77話はこんな話
大阪に帰る直前、大久保利通(柏原収史)が暗殺されたことを知ったあさ(波瑠)は、五代(ディーン・フジオカ)のことが心配になり、うめ(友近)を置いて、五代のもとへ駆けつける。
五代があさに!
冒頭、新次郎(玉木宏)の三味線の弦が切れる。
この不吉感は、大久保利通が暗殺されたことなのか、それとも、あさが五代の元に走ったことなのか。
生前、正吉(近藤正臣)が、三味線を聴きたがっていたと、よの(風吹ジュン)に言われて、三味線を弾きはじめる新次郎。
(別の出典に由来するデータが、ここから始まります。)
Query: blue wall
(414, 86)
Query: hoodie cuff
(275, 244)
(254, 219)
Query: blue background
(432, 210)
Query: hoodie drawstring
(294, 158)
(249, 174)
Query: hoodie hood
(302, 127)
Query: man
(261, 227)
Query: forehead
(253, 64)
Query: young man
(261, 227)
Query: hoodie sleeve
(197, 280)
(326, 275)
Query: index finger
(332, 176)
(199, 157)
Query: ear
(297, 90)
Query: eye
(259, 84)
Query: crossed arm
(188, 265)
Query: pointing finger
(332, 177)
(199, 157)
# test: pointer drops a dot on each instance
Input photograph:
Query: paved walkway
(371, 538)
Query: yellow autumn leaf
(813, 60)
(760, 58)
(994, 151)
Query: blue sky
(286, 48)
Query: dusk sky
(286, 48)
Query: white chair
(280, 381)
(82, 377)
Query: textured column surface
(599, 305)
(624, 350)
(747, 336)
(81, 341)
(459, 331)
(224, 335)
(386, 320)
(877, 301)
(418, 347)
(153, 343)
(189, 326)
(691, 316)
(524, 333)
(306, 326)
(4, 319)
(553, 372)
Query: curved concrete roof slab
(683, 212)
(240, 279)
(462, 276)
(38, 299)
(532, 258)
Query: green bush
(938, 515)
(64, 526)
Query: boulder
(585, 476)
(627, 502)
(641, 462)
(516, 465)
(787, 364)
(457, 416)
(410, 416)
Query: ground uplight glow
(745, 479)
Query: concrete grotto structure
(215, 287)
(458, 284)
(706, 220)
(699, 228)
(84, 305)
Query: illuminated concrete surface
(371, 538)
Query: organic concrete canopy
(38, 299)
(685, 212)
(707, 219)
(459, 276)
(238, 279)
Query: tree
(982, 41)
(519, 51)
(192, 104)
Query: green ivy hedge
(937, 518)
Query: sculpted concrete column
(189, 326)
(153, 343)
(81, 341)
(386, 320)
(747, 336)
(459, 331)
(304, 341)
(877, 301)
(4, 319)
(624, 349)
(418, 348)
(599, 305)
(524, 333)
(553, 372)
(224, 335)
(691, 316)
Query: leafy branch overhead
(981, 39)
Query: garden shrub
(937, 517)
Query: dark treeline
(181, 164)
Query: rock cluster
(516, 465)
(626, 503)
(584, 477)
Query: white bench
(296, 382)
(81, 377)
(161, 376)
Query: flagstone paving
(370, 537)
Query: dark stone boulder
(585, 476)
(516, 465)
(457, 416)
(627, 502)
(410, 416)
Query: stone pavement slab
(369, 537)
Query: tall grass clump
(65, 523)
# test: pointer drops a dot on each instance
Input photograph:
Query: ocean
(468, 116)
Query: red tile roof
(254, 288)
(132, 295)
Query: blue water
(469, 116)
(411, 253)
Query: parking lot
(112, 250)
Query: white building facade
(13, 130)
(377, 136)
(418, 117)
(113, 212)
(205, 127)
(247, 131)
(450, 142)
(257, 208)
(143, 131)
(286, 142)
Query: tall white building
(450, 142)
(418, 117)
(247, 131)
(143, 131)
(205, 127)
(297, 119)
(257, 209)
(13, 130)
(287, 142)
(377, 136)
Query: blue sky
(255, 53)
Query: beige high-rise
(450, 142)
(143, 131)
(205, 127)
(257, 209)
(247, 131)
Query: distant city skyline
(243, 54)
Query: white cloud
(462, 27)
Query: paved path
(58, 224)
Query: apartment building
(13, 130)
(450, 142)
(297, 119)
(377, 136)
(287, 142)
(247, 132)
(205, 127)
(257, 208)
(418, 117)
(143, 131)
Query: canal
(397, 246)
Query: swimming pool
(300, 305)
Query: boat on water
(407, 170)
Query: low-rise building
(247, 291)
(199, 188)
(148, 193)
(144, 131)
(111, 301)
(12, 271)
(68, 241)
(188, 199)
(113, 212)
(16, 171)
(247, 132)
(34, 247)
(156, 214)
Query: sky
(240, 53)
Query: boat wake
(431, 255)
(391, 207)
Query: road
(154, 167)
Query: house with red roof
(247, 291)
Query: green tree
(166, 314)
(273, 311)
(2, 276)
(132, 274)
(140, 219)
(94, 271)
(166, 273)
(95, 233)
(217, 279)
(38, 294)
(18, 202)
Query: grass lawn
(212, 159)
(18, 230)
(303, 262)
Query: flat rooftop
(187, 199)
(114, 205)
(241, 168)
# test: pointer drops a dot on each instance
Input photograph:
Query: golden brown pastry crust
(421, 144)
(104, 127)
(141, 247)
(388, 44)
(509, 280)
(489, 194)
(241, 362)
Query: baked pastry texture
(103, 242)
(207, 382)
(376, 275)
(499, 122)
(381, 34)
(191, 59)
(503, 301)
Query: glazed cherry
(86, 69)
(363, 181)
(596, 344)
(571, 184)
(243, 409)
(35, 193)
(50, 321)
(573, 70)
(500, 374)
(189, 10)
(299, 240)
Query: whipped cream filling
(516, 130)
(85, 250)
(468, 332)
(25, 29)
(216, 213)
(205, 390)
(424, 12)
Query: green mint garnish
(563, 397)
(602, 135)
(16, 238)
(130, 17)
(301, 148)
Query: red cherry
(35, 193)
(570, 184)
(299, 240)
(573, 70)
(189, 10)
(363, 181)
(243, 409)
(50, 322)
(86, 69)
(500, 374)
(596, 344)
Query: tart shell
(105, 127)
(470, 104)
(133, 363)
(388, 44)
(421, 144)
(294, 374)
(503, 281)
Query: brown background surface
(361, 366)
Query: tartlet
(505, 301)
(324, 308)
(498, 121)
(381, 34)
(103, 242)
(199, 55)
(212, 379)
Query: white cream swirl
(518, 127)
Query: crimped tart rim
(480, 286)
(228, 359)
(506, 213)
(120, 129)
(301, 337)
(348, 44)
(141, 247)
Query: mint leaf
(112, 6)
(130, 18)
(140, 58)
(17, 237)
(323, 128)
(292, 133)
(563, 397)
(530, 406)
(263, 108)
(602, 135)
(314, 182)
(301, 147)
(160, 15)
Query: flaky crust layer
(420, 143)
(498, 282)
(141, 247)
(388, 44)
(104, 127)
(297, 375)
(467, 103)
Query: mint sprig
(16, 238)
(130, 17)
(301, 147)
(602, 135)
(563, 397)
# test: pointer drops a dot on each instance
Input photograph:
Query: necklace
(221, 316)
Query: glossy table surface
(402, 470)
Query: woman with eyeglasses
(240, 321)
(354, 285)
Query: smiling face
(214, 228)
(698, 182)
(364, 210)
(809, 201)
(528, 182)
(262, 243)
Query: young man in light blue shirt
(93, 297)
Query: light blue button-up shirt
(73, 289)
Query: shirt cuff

放送開始4分29秒あたりから曲がはじまり、よの、ふゆ(清原果耶)がうっとり聴き、その頃、東京ではあさが五代の元へ走り、五代の事務所についたのが6分10秒。ほぼ2分間の演奏が、様々な感情のうねりを大いに煽る。
五代は、無二の親友があまりにふいにこの世から消えてしまったことで、すっかり動揺し、飲んだくれて、思わずあさにすがりつく。
何がすごいって、通常、こういった場面には恋愛要素が不可欠なはずなのに、あさにはまったくそれがないことだ。
五代の心中を慮り、そのままにしておけず、帰省の予定をドタキャンして脱兎のごとく走るあさ。ふいに五代に抱きつかれ、一瞬、躊躇しながらも受け止める。普通なら、そこに若干のラブフレーバーがかかり、ふわっとしているものなのだが、あさの顔はきりっとしている。完全に恋愛感情抜き。どちらかといえば、友情だったり、子を守る母のようだったり。
朝ドラに不倫要素は、かつて「カーネーション」で物議をかもしたこともあって、自制しているのかもしれない。
その代わり、五代とあさのわかりにくい距離感を、亀助(三宅弘城)とふゆの関係性がフォロー。報われない思いに揺れながら、ピエロ的役割にならざるを得ない亀助(亀助がもっていた舌が出るからくり人形、かわいかった)が、五代の立場を代弁しているようだ。
今日の三味線の独特なねばり気のある音色も、登場人物の複雑な情感を盛り上げる、いい助けになっていた。
ところで、なんで、うめ(友近)は何がなんでも力づくで、あさが五代に会いに行くのを止めなかったのか。やっぱりうめも大久保利通に会っているので、動揺かつ五代を心配する気持ちが先に立ってしまったのか。